Sunday, December 30, 2012

Digital development

Over this holiday I seem to have been surrounded by electronic toys. It seems that nearly every present for babies and toddlers comes with batteries and chips - perhaps the same could be said of gifts for adults too. It appears then, that digitally-assisted development is part of the way we live, and certainly the major toy companies have cashed in on the phenomenon. Unsurprisingly, the toys produced as a result of this are variable in quality. For me, the best are engaging and participatory, whereas the worst seem to have been scripted by a would-be politician with a very limited view of education. Take, for example, those digital toys that purport to teach de-contextualized phonics routines on a model of rote learning - unlikely to be of any benefit to the enquiring mind, and probably not very good at preparing children for the embarrasing  non-word reading test, either. The worry lies is the ways in which these toy manufacturers construct parental pedagogy. Implicit in their scripted routines are notions of what parents should be doing. As Sue Nichols, Helen Nixon, and Jennifer Rowsell (2009) argued, they construct an idea of what the “good” parent does in relation to early literacy. Now I'm not a romantic advocate of all things natural in a mythical golden age of 'play with natural materials', but my simple comparison is with wooden building blocks (in fact they don't have to be wooden - they could be digital, I expect). The basic point is that simple construction materials are only very loosely scripted. They can represent different things and can be used to build just about anything that takes your fancy. Megablocks, Duplo and Lego are of course comparatively more scripted - particularly when they are 'themed'. In comparison, then, a lot of digital toys have a very narrow, linear script. Maybe you could apply the same scripting concept to more technical complex digital entertainment. Would it work, for video games? Someone may have tried that already, of course. And on that note, I found this piece on video-gaming particularly useful. For someone who has not really engaged with the key debates yet, I reckon they're all in here.

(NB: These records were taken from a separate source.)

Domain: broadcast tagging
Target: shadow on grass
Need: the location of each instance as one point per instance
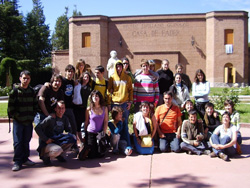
(181, 181)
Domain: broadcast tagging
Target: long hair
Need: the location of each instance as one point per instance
(173, 89)
(101, 102)
(78, 74)
(199, 71)
(81, 78)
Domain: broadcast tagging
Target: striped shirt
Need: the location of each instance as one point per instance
(145, 89)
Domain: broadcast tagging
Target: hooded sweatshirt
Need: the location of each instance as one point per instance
(120, 88)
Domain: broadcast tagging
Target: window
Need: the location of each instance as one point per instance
(229, 40)
(86, 40)
(229, 36)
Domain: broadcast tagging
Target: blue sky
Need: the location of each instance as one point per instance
(55, 8)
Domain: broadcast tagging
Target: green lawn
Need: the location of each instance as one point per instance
(243, 109)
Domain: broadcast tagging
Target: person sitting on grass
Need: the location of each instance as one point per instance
(119, 135)
(224, 139)
(95, 127)
(53, 143)
(211, 120)
(192, 134)
(144, 130)
(189, 105)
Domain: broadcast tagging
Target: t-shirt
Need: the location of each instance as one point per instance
(100, 85)
(68, 90)
(51, 97)
(222, 133)
(170, 122)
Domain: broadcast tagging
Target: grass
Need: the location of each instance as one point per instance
(243, 109)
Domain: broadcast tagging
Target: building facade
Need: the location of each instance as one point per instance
(216, 42)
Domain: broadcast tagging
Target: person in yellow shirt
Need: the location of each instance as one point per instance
(100, 83)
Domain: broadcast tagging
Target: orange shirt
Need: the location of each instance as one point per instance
(171, 120)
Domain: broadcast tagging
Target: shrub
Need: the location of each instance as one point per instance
(218, 99)
(4, 91)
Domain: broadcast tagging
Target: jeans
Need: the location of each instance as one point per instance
(22, 135)
(72, 120)
(39, 118)
(171, 141)
(125, 115)
(226, 139)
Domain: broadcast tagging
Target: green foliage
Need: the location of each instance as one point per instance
(4, 91)
(11, 31)
(218, 99)
(37, 36)
(60, 38)
(3, 109)
(245, 91)
(8, 71)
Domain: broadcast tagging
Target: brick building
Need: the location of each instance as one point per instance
(216, 42)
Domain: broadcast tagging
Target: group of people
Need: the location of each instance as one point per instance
(164, 115)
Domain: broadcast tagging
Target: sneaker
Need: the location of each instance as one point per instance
(212, 155)
(83, 154)
(223, 156)
(16, 167)
(61, 159)
(206, 152)
(46, 161)
(29, 163)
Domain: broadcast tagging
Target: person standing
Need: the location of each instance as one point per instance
(145, 88)
(120, 92)
(200, 91)
(166, 79)
(48, 97)
(53, 143)
(185, 77)
(168, 117)
(22, 107)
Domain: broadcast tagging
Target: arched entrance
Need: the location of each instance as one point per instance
(229, 73)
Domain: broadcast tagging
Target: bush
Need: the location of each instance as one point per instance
(4, 91)
(8, 70)
(218, 99)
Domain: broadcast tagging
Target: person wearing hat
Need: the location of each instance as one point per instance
(120, 93)
(145, 88)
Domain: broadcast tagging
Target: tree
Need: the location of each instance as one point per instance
(8, 72)
(11, 31)
(38, 45)
(60, 38)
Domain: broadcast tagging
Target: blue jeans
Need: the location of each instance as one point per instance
(125, 116)
(226, 139)
(171, 141)
(21, 136)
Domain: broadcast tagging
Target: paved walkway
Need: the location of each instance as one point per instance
(158, 170)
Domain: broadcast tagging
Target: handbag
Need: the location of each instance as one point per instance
(146, 141)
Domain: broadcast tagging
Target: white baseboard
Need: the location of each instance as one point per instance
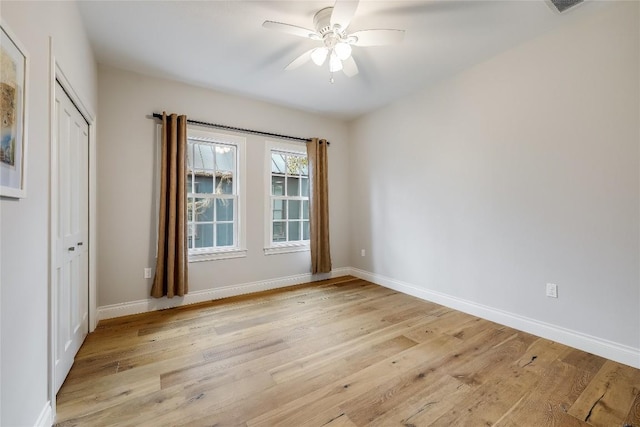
(45, 419)
(611, 350)
(153, 304)
(608, 349)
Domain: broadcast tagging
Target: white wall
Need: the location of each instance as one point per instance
(24, 224)
(126, 184)
(520, 171)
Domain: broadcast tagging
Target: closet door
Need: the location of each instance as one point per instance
(71, 255)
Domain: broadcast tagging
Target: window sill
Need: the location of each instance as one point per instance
(285, 249)
(217, 255)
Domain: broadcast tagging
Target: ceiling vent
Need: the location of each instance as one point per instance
(563, 5)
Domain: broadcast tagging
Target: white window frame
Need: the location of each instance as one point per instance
(240, 249)
(271, 248)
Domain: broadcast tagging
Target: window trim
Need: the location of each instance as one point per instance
(271, 248)
(240, 249)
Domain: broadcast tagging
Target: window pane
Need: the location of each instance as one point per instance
(305, 209)
(225, 159)
(224, 234)
(224, 209)
(293, 186)
(203, 156)
(294, 230)
(279, 209)
(294, 209)
(203, 183)
(204, 236)
(279, 232)
(224, 183)
(201, 209)
(293, 165)
(305, 230)
(278, 163)
(277, 185)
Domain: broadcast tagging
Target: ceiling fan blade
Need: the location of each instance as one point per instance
(378, 37)
(343, 12)
(349, 67)
(301, 60)
(291, 29)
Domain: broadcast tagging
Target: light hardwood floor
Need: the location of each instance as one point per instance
(342, 352)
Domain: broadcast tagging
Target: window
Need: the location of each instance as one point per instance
(287, 215)
(215, 197)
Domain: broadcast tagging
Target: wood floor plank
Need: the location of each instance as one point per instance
(609, 396)
(338, 353)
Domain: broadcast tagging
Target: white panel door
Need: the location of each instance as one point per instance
(71, 255)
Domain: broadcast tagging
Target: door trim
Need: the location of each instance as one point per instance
(56, 74)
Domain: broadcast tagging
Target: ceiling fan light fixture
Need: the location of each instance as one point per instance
(319, 55)
(343, 50)
(334, 63)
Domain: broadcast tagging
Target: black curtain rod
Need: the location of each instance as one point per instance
(232, 128)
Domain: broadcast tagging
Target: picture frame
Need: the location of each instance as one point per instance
(14, 68)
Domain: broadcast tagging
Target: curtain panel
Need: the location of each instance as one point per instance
(319, 206)
(171, 278)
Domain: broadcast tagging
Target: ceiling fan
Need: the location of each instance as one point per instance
(331, 24)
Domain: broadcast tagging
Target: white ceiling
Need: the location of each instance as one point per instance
(222, 45)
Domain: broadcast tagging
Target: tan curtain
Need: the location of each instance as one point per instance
(319, 206)
(171, 277)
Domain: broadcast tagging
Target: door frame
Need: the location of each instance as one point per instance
(56, 74)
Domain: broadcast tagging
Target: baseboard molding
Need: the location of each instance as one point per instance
(153, 304)
(608, 349)
(46, 416)
(601, 347)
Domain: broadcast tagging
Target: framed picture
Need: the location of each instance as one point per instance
(13, 114)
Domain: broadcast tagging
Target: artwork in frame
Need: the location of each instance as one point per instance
(13, 115)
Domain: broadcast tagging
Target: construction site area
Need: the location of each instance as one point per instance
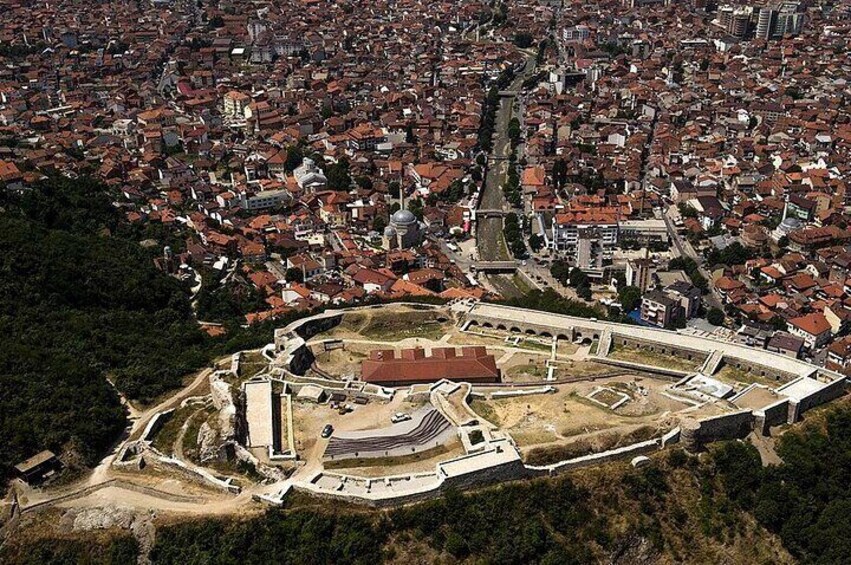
(389, 404)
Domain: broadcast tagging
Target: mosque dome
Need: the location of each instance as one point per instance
(403, 218)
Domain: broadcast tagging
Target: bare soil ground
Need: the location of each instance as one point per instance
(415, 463)
(646, 357)
(732, 375)
(393, 324)
(309, 419)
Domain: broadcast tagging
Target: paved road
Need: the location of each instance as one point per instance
(489, 236)
(684, 249)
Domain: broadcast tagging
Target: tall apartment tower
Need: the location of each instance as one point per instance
(777, 20)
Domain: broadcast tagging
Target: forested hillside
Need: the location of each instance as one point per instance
(721, 507)
(80, 300)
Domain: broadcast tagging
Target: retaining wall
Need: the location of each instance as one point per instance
(771, 415)
(827, 393)
(695, 434)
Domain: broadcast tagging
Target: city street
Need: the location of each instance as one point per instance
(489, 235)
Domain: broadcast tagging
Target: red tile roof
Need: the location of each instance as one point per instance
(413, 366)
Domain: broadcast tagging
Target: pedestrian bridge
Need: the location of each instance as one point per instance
(488, 213)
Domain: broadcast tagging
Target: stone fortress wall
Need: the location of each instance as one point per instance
(806, 386)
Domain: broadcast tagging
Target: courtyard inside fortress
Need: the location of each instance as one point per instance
(546, 394)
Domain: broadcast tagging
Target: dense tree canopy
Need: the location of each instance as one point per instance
(80, 301)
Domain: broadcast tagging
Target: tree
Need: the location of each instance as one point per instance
(514, 131)
(560, 271)
(523, 40)
(379, 223)
(295, 156)
(416, 208)
(364, 182)
(294, 274)
(629, 297)
(578, 278)
(715, 316)
(536, 242)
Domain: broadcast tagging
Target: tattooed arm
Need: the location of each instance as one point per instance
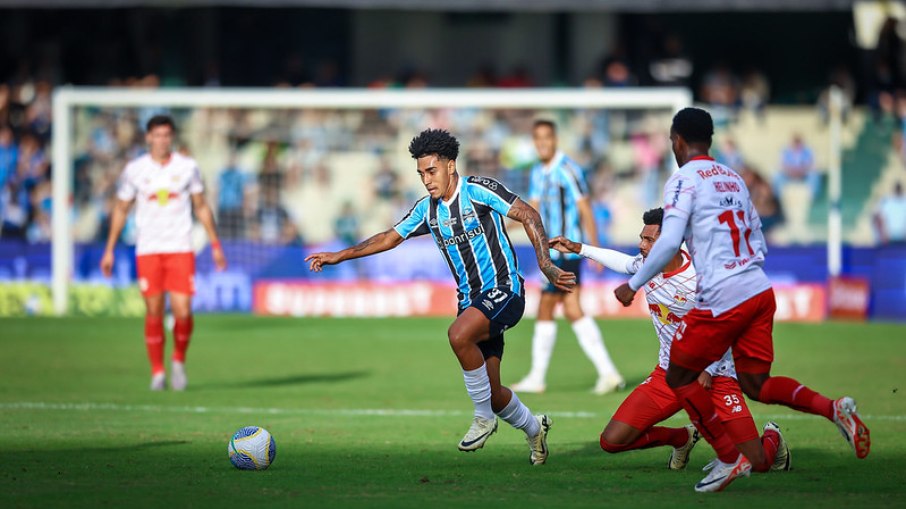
(379, 243)
(531, 221)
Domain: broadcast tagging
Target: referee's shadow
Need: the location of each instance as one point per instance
(311, 378)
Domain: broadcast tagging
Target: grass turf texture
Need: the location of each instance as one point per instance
(81, 429)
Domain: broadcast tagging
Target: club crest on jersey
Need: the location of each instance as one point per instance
(469, 217)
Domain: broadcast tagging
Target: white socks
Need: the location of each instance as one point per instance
(542, 348)
(519, 416)
(590, 340)
(479, 388)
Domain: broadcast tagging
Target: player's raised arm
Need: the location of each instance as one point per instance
(206, 217)
(531, 221)
(613, 260)
(379, 243)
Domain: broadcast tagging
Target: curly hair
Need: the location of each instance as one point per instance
(434, 141)
(654, 217)
(694, 125)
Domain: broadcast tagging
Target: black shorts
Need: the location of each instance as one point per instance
(503, 309)
(568, 265)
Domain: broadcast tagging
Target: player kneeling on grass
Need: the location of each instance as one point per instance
(465, 217)
(670, 295)
(708, 205)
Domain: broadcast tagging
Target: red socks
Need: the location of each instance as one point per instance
(789, 392)
(154, 342)
(182, 332)
(697, 403)
(655, 436)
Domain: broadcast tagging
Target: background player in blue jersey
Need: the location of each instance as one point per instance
(559, 191)
(465, 217)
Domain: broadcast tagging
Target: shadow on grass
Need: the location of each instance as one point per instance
(312, 378)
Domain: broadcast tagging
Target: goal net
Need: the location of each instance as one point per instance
(290, 171)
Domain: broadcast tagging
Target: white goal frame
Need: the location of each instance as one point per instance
(67, 98)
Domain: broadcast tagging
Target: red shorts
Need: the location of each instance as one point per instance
(166, 272)
(653, 401)
(703, 338)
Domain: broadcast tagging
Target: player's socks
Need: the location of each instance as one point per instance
(182, 333)
(655, 436)
(479, 388)
(697, 403)
(543, 340)
(154, 342)
(786, 391)
(592, 344)
(517, 415)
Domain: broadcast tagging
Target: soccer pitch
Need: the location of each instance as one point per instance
(368, 413)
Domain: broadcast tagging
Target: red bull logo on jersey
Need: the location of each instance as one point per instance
(663, 314)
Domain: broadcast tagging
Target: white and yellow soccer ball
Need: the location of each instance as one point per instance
(252, 448)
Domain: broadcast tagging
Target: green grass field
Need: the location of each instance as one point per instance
(368, 413)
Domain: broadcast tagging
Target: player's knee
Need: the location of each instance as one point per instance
(611, 446)
(458, 338)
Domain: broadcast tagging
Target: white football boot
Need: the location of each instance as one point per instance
(538, 443)
(722, 474)
(479, 432)
(783, 460)
(680, 455)
(178, 378)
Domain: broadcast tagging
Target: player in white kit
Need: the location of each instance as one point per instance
(165, 187)
(708, 205)
(670, 295)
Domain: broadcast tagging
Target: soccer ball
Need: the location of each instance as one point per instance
(252, 448)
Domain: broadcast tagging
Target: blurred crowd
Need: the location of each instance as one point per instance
(265, 168)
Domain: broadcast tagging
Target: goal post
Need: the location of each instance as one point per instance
(67, 99)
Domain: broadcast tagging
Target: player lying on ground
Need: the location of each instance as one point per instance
(465, 217)
(670, 295)
(708, 205)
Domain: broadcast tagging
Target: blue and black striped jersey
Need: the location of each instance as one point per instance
(557, 188)
(469, 230)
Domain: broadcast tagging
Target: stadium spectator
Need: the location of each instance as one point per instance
(165, 187)
(763, 197)
(673, 67)
(730, 155)
(754, 91)
(9, 154)
(273, 224)
(559, 192)
(346, 226)
(890, 217)
(797, 164)
(386, 181)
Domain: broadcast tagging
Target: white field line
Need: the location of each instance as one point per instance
(342, 412)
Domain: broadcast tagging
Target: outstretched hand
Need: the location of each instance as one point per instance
(562, 280)
(624, 294)
(107, 263)
(564, 245)
(318, 260)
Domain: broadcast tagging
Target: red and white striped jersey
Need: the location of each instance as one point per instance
(670, 296)
(163, 202)
(723, 232)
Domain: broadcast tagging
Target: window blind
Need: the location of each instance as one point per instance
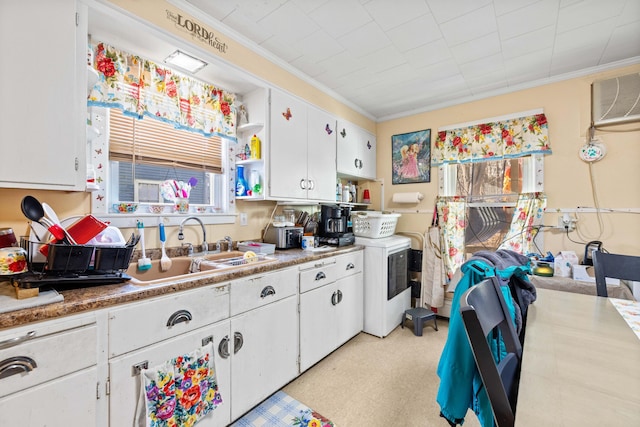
(150, 141)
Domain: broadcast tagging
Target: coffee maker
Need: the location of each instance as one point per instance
(334, 226)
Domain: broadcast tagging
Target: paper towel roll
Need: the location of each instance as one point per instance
(407, 197)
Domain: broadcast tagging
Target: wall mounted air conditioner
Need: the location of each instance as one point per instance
(616, 100)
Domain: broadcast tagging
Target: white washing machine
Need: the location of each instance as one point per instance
(386, 295)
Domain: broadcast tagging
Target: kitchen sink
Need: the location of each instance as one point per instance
(181, 267)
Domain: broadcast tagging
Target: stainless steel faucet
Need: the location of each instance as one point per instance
(205, 246)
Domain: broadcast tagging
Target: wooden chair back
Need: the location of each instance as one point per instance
(625, 267)
(484, 311)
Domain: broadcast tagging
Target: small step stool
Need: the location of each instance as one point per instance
(419, 315)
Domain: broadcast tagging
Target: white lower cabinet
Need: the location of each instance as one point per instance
(65, 401)
(48, 374)
(331, 306)
(265, 337)
(125, 380)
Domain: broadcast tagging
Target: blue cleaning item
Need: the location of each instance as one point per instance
(144, 263)
(241, 183)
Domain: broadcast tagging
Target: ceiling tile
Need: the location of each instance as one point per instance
(281, 48)
(588, 12)
(318, 46)
(307, 6)
(339, 17)
(488, 44)
(630, 13)
(543, 38)
(469, 26)
(624, 43)
(289, 23)
(531, 66)
(488, 64)
(428, 54)
(389, 15)
(414, 33)
(538, 15)
(507, 6)
(365, 40)
(446, 10)
(216, 9)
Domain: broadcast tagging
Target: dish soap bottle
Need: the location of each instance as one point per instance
(255, 147)
(241, 183)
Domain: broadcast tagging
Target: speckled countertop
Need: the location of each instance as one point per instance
(97, 297)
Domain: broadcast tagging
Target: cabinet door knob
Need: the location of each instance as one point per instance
(178, 317)
(268, 290)
(223, 347)
(17, 340)
(16, 365)
(238, 341)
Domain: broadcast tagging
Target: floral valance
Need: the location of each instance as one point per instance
(142, 88)
(510, 138)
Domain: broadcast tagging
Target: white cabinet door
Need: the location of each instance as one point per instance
(265, 353)
(350, 309)
(368, 155)
(321, 155)
(356, 152)
(318, 324)
(43, 87)
(347, 149)
(66, 401)
(125, 383)
(288, 147)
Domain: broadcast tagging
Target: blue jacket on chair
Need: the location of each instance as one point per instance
(460, 383)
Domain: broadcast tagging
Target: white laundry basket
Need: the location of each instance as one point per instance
(374, 225)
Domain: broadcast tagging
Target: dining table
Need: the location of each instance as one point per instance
(580, 362)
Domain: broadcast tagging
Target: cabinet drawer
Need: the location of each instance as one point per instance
(51, 356)
(125, 380)
(348, 264)
(140, 324)
(66, 401)
(256, 291)
(314, 275)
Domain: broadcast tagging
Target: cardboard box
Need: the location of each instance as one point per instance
(563, 262)
(586, 273)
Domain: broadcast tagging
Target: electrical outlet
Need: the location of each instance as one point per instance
(566, 222)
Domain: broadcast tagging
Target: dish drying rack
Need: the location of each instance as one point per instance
(74, 264)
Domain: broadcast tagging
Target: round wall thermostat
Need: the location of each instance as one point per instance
(592, 152)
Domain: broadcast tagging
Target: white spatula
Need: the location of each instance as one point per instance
(165, 261)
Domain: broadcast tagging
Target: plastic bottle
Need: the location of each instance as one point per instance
(241, 183)
(255, 147)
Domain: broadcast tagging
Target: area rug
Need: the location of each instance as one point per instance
(281, 410)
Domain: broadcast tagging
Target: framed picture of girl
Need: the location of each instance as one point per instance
(411, 157)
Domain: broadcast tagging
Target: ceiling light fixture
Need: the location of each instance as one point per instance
(185, 61)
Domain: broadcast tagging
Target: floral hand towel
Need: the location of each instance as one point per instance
(180, 391)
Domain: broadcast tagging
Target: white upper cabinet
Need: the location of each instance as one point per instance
(302, 156)
(356, 152)
(43, 87)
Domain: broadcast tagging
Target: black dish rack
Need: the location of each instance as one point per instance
(74, 265)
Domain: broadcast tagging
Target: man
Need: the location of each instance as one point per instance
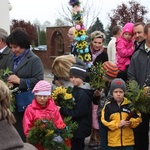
(138, 32)
(5, 52)
(111, 49)
(139, 70)
(71, 33)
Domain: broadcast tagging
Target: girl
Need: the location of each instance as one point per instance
(42, 107)
(124, 50)
(98, 55)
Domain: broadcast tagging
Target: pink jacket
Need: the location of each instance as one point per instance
(34, 112)
(124, 51)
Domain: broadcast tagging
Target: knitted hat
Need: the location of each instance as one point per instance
(117, 83)
(42, 88)
(111, 70)
(3, 34)
(78, 71)
(128, 27)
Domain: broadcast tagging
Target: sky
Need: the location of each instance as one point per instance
(48, 10)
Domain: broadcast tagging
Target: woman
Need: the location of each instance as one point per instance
(25, 65)
(9, 137)
(98, 56)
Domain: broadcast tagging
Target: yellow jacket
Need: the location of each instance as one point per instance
(111, 116)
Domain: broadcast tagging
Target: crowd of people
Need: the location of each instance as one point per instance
(99, 113)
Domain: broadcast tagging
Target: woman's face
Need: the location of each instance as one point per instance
(97, 43)
(17, 50)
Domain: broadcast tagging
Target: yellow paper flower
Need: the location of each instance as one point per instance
(63, 97)
(67, 96)
(87, 57)
(82, 32)
(80, 57)
(49, 132)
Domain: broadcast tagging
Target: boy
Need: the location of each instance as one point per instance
(82, 110)
(114, 114)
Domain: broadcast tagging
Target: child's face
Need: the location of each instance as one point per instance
(118, 94)
(76, 81)
(42, 99)
(127, 36)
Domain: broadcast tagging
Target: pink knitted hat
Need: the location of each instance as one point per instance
(128, 27)
(42, 88)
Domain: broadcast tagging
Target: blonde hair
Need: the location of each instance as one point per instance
(61, 66)
(97, 34)
(5, 112)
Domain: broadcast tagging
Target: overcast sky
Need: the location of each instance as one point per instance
(47, 10)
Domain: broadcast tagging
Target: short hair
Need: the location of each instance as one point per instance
(116, 29)
(139, 23)
(3, 34)
(19, 37)
(146, 27)
(61, 66)
(97, 34)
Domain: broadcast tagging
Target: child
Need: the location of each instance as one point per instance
(124, 50)
(9, 137)
(114, 114)
(110, 74)
(42, 107)
(82, 110)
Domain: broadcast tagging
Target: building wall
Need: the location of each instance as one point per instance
(57, 44)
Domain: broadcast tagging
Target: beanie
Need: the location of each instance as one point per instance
(78, 71)
(111, 70)
(42, 88)
(117, 83)
(128, 27)
(3, 34)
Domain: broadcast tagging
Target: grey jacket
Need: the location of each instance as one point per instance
(10, 139)
(139, 68)
(30, 67)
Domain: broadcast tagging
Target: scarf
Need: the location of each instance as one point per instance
(18, 59)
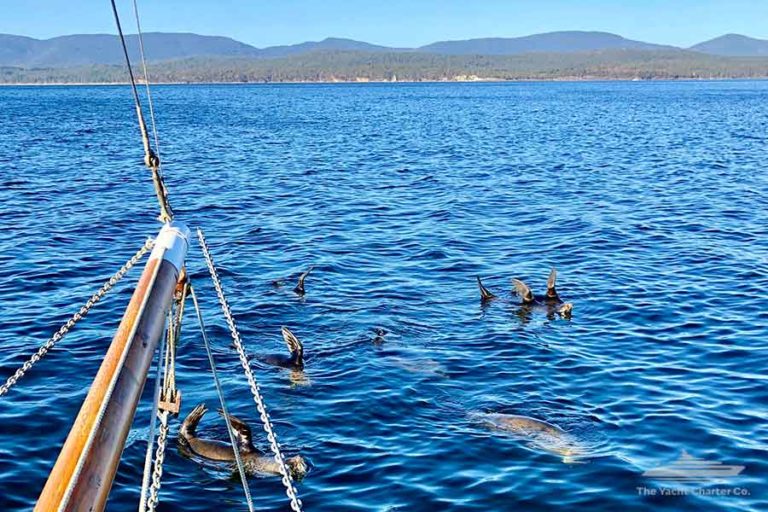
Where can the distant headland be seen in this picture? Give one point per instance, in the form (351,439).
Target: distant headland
(192,58)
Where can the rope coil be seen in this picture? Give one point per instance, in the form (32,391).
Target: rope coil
(290,490)
(64,329)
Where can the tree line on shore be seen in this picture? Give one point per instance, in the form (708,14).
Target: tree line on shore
(345,66)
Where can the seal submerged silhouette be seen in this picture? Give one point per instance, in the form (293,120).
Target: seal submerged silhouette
(299,290)
(254,461)
(296,358)
(538,434)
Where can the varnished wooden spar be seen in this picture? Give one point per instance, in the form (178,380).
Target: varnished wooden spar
(82,476)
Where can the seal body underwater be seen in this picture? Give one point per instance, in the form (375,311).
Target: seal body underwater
(254,461)
(295,358)
(538,434)
(551,300)
(485,294)
(299,289)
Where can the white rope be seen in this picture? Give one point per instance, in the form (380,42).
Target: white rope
(230,430)
(64,503)
(146,82)
(64,329)
(290,490)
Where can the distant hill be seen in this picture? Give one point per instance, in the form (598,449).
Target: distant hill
(552,42)
(343,66)
(103,49)
(556,55)
(95,49)
(328,44)
(733,45)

Thursday, December 06, 2012

A story?

Oh hell, I'm stuck in The Room - or to be more precise I'm stuck on a puzzle in an impressive iPad app. It's enough to while away hours of one's life. Anyway, I had to break into that this evening to talk to some students online about research, or to be more precise about stories. I took the tack that good (social science) research is a good story well told. And, of course I didn't mean that it's fiction, but that it's a well-crafted account that has a 'story-like' arc or development. I also leaked the fact that I've been working with a colleague on the idea of storying as a research method. I'm quite excited by that. The idea is that producing multiple stories from different points of views helps to uncover new insights. Rather than trying to triangulate, or what Haraway (1988:581) called 'the god trick of seeing everything from nowhere', these stories stack up - interconnecting in unpredictable ways. I'm looking forward to seeing how that all shakes down. There will be a paper - soon.